Citing Arizona’s ban on same-sex marriages, Judge Gerlach ruled that Beatie’s marriage is not valid or recognized in Arizona. Beatie says he will appeal.
If Beatie had not gone public with his pregnancies, Beatie would be divorced now. No denial under Prop. 102. No appeal.
I previously posted about a related issue–whether a marriage between a man and a woman would become invalid and unrecognized in Arizona under Prop. 102 if, during the marriage, one of the spouses underwent gender reassignment therapy and surgery. To view that post, click here: http://scoresbyfamilylaw.com/blog/prop-102-and-the-transgendered-spouse/. As I noted in that post, this evolving area of the law is filled with unanswered questions. The Beatie case raises more still.

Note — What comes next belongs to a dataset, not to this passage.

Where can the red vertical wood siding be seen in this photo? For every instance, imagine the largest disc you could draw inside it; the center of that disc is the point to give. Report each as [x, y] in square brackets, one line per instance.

Under Prop. 102, Arizona’s same-sex marriage amendment, is gender determined at the time of a person’s birth, at the time of marriage, or at the time of divorce? If Beatie and his wife had been married in a state where same sex-marriage is legal, would the case be decided differently? What would be the result if, after a valid same-sex marriage to Nancy, Beatie fully completed his gender reassignment process before moving to Arizona? Would the marriage be valid then and recognized in Arizona as being between a man and a woman even though both partners were women at the time they married?
May a person born male who undergoes gender reassignment to completion then enter into a valid marriage with a male in Arizona? Does a valid Arizona marriage between opposite-gender partners become invalid when one spouse completes gender reassignment? And when exactly does that occur? If a transgender male’s wife doesn’t raise the issue in a divorce case, and if the transgender male doesn’t show off his pregnant body to the whole world, how would a judge or anybody know whether the person standing in front of him has undergone gender reassignment?
Maybe we should just ask the court clerk to do a pants check before every marriage license and divorce filing. Is that where we are headed?